Now let’s take all the similar data away and examine the one big difference between these two presidents. The specter of impeachment wasn’t hovering over Obama as it does Trump. Here I need to make a critical point: Despite what you hear (and perhaps are eager to believe) about how this may play out, set your assumptions aside. We are in uncharted waters here.
We have never had a freely-elected president seeking re-election while facing impeachment. Andrew Johnson, impeached in 1868, was never elected president in the first place—he had only been Abraham Lincoln’s vice president. Both Richard Nixon and Bill Clinton easily won second terms before impeachment proceedings against then even began. Nixon resigned ahead of all but certain impeachment and perhaps even Senate conviction. But Trump’s re-election and impeachment proceedings are occurring simultaneously—as unprecedented as it is astonishing.
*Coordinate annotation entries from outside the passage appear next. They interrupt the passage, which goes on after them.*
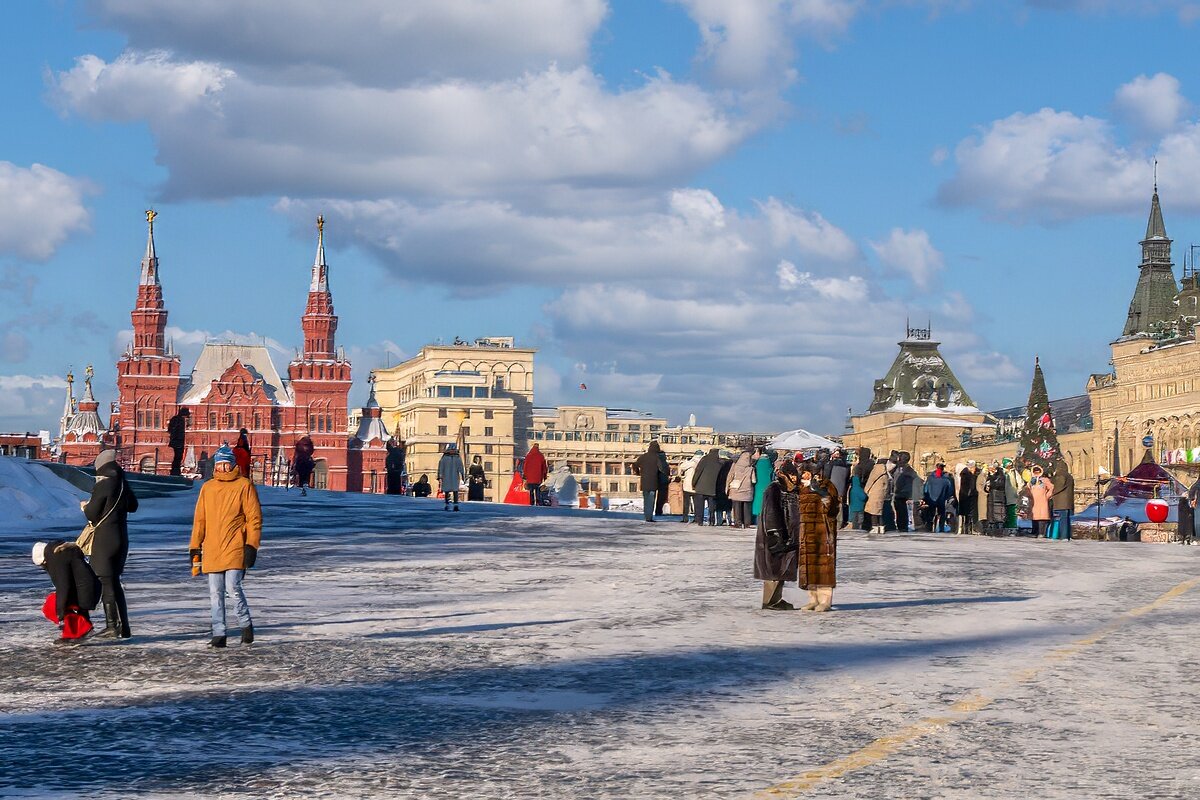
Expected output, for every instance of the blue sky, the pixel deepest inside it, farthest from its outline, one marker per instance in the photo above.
(699, 206)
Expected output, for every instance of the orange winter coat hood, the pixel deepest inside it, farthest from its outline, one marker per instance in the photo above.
(227, 518)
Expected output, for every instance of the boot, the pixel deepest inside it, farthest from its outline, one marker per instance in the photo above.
(111, 623)
(825, 596)
(814, 601)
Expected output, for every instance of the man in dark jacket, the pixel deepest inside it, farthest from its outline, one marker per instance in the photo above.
(969, 498)
(647, 468)
(75, 583)
(703, 485)
(940, 491)
(177, 435)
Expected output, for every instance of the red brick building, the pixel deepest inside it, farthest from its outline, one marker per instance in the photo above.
(232, 386)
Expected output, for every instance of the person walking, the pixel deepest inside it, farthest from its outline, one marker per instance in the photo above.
(778, 536)
(1041, 491)
(303, 463)
(112, 501)
(227, 530)
(1013, 485)
(477, 479)
(687, 469)
(451, 475)
(535, 471)
(394, 463)
(969, 498)
(703, 481)
(819, 505)
(1062, 501)
(940, 491)
(763, 473)
(77, 590)
(664, 483)
(880, 487)
(739, 488)
(646, 467)
(177, 438)
(241, 452)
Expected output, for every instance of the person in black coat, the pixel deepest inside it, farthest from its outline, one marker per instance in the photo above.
(75, 583)
(112, 501)
(703, 486)
(177, 434)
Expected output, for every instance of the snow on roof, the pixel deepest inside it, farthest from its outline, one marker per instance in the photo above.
(219, 356)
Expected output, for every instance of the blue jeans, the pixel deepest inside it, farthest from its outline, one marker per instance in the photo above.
(648, 498)
(227, 582)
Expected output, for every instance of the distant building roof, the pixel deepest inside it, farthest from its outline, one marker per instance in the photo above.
(219, 356)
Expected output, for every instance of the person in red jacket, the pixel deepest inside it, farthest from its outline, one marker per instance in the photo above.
(535, 474)
(241, 452)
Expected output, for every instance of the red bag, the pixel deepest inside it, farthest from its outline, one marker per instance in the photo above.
(75, 626)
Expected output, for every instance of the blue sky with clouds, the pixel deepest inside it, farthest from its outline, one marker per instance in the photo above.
(699, 206)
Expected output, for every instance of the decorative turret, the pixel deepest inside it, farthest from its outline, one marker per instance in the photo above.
(1152, 307)
(149, 313)
(919, 379)
(318, 322)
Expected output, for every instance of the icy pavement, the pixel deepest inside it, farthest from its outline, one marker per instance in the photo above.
(504, 653)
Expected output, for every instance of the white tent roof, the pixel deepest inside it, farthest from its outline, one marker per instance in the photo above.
(801, 439)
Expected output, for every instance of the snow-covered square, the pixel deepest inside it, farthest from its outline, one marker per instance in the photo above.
(515, 653)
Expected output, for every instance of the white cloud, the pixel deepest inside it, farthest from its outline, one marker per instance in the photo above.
(911, 253)
(367, 42)
(1151, 104)
(40, 208)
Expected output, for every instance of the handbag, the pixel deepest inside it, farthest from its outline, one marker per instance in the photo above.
(88, 537)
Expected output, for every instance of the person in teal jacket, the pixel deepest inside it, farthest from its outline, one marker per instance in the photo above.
(765, 473)
(857, 503)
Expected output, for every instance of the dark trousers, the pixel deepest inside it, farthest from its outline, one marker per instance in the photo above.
(901, 511)
(113, 595)
(648, 504)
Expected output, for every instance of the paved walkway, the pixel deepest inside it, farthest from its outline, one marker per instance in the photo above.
(495, 653)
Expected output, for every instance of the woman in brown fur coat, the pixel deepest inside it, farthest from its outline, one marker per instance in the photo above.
(819, 537)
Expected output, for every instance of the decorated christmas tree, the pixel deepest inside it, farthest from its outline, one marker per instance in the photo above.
(1039, 443)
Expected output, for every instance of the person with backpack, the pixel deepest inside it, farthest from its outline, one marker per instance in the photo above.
(227, 530)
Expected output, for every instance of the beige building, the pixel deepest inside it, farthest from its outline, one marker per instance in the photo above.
(479, 394)
(1153, 390)
(601, 444)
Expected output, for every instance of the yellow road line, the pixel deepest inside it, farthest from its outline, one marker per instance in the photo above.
(959, 711)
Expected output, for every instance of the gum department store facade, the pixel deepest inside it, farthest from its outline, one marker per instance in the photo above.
(1153, 389)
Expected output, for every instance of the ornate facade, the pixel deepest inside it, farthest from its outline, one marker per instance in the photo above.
(231, 386)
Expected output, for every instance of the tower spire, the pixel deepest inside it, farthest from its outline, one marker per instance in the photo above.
(150, 260)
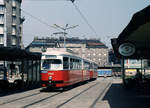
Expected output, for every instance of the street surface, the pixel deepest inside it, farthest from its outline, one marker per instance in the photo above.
(102, 93)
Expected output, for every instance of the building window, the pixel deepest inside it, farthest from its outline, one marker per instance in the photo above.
(1, 39)
(1, 2)
(1, 19)
(1, 29)
(13, 30)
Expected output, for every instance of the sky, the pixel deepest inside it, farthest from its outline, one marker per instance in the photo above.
(107, 18)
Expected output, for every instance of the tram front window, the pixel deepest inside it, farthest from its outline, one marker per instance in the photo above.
(51, 64)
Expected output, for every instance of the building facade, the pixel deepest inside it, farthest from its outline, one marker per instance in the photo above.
(91, 49)
(11, 23)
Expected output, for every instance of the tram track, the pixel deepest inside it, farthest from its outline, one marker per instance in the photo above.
(100, 95)
(62, 104)
(26, 106)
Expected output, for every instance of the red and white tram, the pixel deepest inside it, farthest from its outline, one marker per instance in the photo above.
(61, 69)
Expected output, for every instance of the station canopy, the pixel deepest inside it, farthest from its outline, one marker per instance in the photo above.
(134, 41)
(12, 54)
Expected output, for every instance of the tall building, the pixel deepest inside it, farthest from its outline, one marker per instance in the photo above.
(11, 23)
(92, 49)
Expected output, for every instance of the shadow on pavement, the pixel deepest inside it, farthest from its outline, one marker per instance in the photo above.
(119, 97)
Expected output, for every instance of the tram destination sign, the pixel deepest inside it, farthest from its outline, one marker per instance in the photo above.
(126, 49)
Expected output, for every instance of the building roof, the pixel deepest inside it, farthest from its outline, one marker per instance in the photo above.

Remember: Impeachment—“high crimes and misdemeanors” as the Constitution says vaguely—is whatever a majority of the House of Representatives says it is. What might that be? Ten allegations of obstruction of justice as identified in the Mueller report. His hush-money payoff of porn star/mistress Stormy Daniels. His public attacks on the country’s law enforcement and intelligence institutions. His personal profiteering while in office. Telling federal officials to commit crimes to build his wall because he’d just pardon them anyway. There is also contempt of Congress itself, a charge that was leveled against Nixon. I haven’t even mentioned his latest abuse: Ukraine.
Bill Clinton was impeached for obstructing justice—lying about an affair. Trump’s crimes are not only more numerous but far more serious. This much is clear: What Trump has done, frankly, is spectacularly impeachable, and he will be impeached. But conviction in the Republican-dominated Senate? Of course not—though newly retired Senator Jeff Flake of Arizona a Republican, says most of GOP colleagues detest Trump and would vote to convict—IF the vote was private. But it won’t be, of course.
The “conventional wisdom” is that impeachment will fire up Trump’s base—and there are signs that this is happening. Trump is raising millions, which is quickly being pumped into swing states that will determine the election. But who’s to say it won’t also fire up the Democratic base?
It’s also important to note that we’ve just moved into a new phase, where hearings will be held in public—giving millions of Americans more direct exposure to Trump’s dirty dealings. TV coverage of the Watergate hearings was a spectacle that day by day dragged Nixon down. The media is far more scattered today than in 1973-74 of course, and Trump fans watching only Fox will be exposed to little of it. But most Americans get their news elsewhere. How this coming avalanche of evidence against the president is presented—and consumed—as it drips out each day could move independents against the president; if I were him that’s what I’d worry about most.